HSBC has recorded better than expected first quarter profits with growth in lending in the UK increasing in spite of uncertainty about Brexit.

The banking giant increased profits to $6.21 billion (£4.7bn) before tax compared with $4.76bn last time and analysts’ forecasts of around $5.6bn.

The growth was powered by the retail banking and wealth management arm which increased profits by around 20%, to $2.2bn from $1.9bn.

HSBC said the division generated a “significant increase” in revenue on the back of higher lending and deposit balances, particularly in the UK and Hong Kong.

In a presentation to analysts HSBC said UK lending grew by a notable $3.5bn. It cited growth in mortgage balances and increased lending to corporate clients within HSBC UK.

The bank has 10 branches in Scotland and extensive investment administration operations.

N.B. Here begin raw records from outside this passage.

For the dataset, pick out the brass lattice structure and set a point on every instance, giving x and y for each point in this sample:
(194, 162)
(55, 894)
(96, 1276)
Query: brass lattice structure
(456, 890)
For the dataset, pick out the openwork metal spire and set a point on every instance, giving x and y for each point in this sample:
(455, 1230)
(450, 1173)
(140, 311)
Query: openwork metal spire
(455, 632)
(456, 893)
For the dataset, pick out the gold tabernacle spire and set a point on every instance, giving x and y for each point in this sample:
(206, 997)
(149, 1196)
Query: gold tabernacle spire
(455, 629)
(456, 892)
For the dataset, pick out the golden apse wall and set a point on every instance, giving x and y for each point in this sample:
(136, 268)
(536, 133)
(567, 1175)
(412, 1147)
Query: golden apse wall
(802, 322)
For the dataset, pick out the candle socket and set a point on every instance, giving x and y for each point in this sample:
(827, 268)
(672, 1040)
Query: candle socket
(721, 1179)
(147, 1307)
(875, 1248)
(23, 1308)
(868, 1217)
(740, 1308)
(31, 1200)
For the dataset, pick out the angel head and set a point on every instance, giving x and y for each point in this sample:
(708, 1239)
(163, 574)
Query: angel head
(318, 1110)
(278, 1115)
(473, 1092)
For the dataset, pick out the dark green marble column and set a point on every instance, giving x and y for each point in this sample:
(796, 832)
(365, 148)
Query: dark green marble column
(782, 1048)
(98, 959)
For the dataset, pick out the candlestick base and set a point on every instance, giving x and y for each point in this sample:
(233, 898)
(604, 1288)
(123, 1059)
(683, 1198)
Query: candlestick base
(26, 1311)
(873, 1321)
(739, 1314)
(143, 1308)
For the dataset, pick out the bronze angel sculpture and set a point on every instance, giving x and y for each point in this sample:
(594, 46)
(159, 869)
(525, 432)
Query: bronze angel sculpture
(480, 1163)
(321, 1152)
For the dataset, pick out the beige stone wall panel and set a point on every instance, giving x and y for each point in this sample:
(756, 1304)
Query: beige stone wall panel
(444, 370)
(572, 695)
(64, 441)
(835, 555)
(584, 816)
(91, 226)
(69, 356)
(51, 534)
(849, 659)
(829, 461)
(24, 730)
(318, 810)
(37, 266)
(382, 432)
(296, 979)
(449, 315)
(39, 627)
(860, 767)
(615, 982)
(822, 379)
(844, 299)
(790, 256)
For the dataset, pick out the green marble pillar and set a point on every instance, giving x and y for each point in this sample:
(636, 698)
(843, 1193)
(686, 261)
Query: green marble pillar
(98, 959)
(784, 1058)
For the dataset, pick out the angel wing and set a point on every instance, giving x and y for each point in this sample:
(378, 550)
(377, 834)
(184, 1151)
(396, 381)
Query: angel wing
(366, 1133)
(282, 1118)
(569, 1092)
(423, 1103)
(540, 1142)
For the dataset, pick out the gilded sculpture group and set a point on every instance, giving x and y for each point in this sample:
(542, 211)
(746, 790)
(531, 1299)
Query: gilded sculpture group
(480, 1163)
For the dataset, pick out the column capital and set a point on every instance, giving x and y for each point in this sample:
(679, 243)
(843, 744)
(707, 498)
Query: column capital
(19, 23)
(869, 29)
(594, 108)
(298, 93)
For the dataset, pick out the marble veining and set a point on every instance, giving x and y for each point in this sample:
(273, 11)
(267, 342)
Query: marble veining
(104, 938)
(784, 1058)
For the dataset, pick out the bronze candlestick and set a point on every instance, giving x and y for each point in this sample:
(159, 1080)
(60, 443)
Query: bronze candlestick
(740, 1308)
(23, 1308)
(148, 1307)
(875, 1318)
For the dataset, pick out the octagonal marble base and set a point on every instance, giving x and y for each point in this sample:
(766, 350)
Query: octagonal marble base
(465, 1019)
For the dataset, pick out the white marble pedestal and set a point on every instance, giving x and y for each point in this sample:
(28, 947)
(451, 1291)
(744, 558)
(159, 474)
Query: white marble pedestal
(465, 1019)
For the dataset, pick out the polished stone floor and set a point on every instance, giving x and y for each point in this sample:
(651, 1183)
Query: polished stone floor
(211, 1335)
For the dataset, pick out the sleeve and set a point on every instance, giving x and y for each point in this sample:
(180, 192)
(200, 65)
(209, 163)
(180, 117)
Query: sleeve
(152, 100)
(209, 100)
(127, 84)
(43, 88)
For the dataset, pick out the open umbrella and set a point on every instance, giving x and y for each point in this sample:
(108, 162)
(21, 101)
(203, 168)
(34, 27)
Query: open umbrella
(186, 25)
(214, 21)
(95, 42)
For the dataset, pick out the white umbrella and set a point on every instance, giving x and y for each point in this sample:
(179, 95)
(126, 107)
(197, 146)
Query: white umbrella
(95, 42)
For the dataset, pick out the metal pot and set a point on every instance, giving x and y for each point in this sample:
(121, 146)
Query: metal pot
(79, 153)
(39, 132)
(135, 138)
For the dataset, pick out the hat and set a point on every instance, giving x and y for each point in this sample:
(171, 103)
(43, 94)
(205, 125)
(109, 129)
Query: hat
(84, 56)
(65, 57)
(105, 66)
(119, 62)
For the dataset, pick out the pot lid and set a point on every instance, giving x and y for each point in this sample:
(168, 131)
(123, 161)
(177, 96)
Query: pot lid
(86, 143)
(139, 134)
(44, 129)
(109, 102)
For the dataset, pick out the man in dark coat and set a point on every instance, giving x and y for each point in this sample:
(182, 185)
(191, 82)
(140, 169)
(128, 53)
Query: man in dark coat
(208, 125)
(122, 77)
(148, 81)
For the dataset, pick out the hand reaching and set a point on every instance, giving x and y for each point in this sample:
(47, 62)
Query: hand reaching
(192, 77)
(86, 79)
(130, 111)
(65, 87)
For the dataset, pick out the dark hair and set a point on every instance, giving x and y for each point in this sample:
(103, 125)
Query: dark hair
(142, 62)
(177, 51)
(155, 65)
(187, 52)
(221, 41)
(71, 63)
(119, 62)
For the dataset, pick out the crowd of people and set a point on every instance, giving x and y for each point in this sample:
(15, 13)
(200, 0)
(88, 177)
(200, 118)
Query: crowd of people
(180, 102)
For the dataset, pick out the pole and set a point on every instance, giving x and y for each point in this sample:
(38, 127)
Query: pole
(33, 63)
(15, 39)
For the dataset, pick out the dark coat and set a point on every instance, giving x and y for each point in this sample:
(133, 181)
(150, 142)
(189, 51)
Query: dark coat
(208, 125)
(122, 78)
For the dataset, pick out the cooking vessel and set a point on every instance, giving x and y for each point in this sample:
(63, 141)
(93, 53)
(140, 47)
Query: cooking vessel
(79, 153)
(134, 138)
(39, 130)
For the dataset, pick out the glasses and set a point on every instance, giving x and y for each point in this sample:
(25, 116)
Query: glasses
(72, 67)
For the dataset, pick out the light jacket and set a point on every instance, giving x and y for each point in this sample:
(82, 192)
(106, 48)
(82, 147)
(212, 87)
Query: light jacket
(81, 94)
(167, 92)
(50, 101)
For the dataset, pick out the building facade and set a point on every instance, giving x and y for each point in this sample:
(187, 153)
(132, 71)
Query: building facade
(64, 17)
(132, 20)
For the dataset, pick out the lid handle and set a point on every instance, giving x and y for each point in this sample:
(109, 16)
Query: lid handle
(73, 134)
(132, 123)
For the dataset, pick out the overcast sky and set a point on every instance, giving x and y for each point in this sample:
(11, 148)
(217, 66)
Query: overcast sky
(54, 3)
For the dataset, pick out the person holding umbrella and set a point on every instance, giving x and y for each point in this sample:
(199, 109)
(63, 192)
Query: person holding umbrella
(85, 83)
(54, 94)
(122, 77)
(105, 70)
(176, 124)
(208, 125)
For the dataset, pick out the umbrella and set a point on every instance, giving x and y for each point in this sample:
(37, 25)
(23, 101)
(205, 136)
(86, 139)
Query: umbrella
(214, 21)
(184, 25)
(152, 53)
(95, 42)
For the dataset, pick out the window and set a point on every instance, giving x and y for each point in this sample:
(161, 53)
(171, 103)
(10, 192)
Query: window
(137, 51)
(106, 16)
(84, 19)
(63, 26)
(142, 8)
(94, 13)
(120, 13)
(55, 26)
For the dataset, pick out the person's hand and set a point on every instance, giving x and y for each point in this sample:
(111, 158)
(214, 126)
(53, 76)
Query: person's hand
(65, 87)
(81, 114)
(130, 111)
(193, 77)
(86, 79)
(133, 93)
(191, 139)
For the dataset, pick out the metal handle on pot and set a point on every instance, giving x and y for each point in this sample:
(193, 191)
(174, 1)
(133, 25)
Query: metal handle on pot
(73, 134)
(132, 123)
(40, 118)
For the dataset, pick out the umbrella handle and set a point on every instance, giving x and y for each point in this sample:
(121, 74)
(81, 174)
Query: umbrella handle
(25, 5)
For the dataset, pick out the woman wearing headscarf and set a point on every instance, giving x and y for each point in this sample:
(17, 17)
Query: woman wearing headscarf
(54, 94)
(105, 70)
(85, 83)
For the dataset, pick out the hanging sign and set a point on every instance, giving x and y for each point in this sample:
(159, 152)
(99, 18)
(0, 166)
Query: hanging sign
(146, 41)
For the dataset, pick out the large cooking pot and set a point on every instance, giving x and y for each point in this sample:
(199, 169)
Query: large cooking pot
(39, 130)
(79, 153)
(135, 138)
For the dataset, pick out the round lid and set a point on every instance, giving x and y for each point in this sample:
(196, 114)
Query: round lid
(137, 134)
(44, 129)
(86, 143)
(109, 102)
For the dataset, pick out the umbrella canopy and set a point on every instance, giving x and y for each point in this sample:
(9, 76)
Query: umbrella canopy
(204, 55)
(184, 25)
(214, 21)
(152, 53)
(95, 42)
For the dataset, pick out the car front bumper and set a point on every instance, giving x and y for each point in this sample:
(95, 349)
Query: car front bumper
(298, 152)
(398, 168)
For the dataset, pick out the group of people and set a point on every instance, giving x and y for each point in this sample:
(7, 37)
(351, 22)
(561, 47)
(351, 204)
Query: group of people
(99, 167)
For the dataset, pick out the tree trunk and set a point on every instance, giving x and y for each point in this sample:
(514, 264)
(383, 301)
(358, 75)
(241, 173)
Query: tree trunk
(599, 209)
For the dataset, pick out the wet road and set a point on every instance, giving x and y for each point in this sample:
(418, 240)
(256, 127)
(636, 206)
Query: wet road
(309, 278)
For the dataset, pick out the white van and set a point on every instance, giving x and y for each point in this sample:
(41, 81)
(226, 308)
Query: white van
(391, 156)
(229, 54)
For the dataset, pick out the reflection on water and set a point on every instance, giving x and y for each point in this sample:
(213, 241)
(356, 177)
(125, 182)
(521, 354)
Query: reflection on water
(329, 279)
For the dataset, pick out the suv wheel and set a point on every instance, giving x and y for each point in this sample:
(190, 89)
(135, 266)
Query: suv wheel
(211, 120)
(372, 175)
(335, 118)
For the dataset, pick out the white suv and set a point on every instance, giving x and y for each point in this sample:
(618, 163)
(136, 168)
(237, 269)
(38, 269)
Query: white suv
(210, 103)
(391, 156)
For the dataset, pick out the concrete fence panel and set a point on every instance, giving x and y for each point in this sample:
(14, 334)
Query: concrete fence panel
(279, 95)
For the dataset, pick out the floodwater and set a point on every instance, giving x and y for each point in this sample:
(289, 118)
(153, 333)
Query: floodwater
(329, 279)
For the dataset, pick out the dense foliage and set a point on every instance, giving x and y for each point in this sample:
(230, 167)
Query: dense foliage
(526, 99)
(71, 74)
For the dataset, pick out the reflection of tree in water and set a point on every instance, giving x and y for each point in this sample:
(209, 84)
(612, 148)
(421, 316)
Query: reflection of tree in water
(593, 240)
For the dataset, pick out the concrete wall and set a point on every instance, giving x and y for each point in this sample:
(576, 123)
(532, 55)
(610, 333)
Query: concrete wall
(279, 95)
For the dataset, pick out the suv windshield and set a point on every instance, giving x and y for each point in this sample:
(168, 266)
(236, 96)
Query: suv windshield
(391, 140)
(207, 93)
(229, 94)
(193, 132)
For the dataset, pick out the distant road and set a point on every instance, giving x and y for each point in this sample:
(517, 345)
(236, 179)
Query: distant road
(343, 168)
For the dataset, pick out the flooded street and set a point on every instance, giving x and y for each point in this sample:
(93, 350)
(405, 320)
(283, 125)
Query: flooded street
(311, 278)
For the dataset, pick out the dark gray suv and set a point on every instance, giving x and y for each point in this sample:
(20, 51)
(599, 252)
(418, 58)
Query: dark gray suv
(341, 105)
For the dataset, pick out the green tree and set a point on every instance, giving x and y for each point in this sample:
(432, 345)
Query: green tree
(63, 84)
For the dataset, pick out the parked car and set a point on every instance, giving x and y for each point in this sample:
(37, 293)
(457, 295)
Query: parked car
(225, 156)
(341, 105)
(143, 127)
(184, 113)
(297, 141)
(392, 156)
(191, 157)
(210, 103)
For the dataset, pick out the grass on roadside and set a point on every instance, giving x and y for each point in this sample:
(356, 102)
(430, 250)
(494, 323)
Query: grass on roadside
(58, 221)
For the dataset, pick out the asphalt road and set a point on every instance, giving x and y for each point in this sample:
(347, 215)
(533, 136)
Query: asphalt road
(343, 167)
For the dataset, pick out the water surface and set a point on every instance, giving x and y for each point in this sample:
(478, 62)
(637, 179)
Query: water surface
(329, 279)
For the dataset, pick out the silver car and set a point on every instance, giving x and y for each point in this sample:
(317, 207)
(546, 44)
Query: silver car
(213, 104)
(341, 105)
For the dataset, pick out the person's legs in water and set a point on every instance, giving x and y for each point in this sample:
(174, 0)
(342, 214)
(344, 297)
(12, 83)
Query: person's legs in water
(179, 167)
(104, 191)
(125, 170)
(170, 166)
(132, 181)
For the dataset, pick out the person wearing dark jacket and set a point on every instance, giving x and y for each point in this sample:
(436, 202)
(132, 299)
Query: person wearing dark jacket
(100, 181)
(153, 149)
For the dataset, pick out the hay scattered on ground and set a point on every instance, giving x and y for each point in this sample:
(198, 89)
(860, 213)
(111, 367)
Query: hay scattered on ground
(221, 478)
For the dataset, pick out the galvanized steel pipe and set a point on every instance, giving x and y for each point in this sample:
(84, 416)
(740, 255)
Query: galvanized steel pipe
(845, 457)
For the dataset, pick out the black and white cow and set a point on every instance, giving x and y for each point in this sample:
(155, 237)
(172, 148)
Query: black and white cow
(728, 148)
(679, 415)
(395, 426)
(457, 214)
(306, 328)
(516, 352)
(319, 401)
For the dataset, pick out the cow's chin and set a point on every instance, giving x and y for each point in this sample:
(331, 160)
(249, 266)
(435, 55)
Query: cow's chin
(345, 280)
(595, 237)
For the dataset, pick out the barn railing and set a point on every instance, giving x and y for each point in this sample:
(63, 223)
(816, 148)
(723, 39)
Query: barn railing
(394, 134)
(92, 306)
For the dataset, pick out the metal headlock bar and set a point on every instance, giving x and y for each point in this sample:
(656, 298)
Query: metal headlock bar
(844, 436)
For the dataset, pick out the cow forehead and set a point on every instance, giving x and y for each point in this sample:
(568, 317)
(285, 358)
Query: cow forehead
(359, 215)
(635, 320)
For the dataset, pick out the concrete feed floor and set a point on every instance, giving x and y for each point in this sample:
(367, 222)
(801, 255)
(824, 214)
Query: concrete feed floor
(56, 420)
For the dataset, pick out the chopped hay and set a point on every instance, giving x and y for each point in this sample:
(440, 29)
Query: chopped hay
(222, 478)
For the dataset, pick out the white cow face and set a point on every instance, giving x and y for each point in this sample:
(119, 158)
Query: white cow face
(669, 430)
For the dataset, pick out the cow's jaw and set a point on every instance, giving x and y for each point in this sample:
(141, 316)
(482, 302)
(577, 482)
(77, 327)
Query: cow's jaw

Profits in the investment banking arm were flat at $1.64bn.

However, in geographic terms growth was strongest in the key Asian division, which made $5bn profit against $4.8bn last time.

The European business cut losses to $14m from $18m. The North arm made $379m profit after losing $596m last time.

Describing the results as encouraging, chief executive John Flint said the bank’s remains focused on executing the strategy outlined in June. The bank said then it aimed to accelerate growth in areas of strength, in particular in Asia and from its international network.

Mr Flint added yesterday: “At the same time, we remain alert to risks in the global economy. We are proactively managing costs and investment in line with this more uncertain outlook, and will continue to do so.”

The first quarter results were the first released by the bank since Ewen Stevenson became chief financial officer in January, after holding the same role at Royal Bank of Scotland.